FROM THE EDITOR-IN-CHIEF
Just when you think things couldn’t get worse for Pakistan, the country goes ahead and surprises you. Pakistan had already been put on notice by the Trump Administration that it cannot be business as usual till it acts against terror, its relations with India have reached their nadir and the International Court of Justice verdict on alleged Indian spy Kulbhushan Jadhav went against it. Its economy is a shambles, local terrorist groups are flourishing, and now its democratically elected prime minister has been ousted in a judicial coup. Not that this is the first time. Since 1947, Pakistan has had as many as 18 prime ministers, with none completing their full term. Between 1958 and 1971, the office of the prime minister itself was dissolved, and not for the last time. Pakistani prime ministers have met various fates—assassination, overthrow by the army, dismissal by the president and even disqualification by the Supreme Court. In contrast, India has had 14 prime ministers in the same period and if their terms have been truncated, it has been because of parliamentary defeats.
Prime Minister Nawaz Sharif has been removed from office, this time by a fivemember bench of the country’s Supreme Court which barred him from electoral politics for at least five years. It gives him the dubious honour of being removed three times while in office—once by the president, then by the army and now by the Supreme Court. The reason? Violation of Articles 62 and 63 of Pakistan’s Constitution, which demand that members of Parliament be ‘sadiq’ and ‘ameen’— ‘truthful’ and ‘righteous’. The provocation? The Panama papers, the popular term for the work of the International Consortium of Investigative Journalists, which showed illegal money laundering by Nawaz Sharif in the 1990s when he served as prime minister twice. This was followed by a court-appointed joint investigation team amassing a 275-page report on his family’s misdemeanours, which sealed his fate.

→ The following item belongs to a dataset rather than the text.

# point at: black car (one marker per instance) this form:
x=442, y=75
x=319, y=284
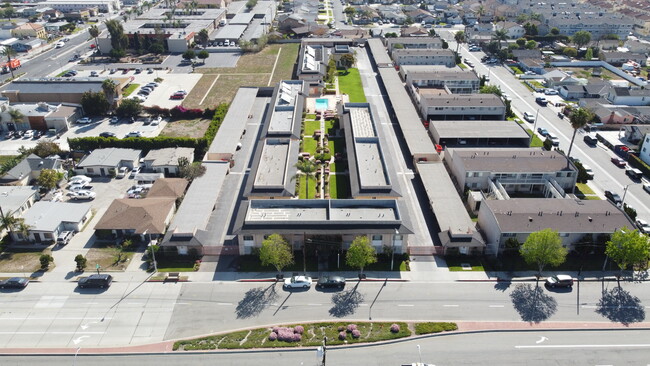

As ever, given our shared history, nothing that happens in Pakistan stays in Pakistan. For India, a civilian administration is always easier to deal with than a country under military rule. Nawaz Sharif was an early friend to the Narendra Modi government, accepting with alacrity an invitation to his swearing-in in 2014 and then being a happy host as Modi dropped in on his granddaughter’s wedding in December 2015. The attack on the Pathankot air base within a week of that visit indicated the Pakistani army’s displeasure with the incipient peace process. Things have gone downhill from there ever since, with renewed militancy in the Kashmir Valley.
The cover story this week focuses on the troubles in Pakistan, as it struggles to reform its economy, comes to terms with the ‘snakes in its own backyard’ and grapples with China’s increasing intervention in its affairs. Lahore-based independent journalist Wajahat S. Khan looks at the road ahead, as well as at Nawaz Sharif’s successor and the next potential prime minister, his brother Shahbaz Sharif. Executive Editor Sandeep Unnithan analyses the impact of this political uncertainty on India. Nawaz Sharif was seen as the peacemaker with whom Modi could do business. Pakistan’s diarchy of military power and civilian government always poses a dilemma of who India should deal with. Ideally, India should work with the duly-elected government but every time any sort of agreement is reached, it is sabotaged by the army.
What happens now that Nawaz Sharif is gone? New Delhi will possibly wait and watch till after the next general election in Pakistan, due in May 2018. It’s a grim prospect for India. With no hope for dialogue, friction on the border will continue as will the sponsoring of militants who stoke unrest in Kashmir. Even assuming elections are held as scheduled, will the person who wins the popular mandate be allowed to run the country? Perhaps, it is time for India to forget diplomatic niceties and reconcile itself to talking with the generals as well. Maybe peace can come only by engaging with those who make war.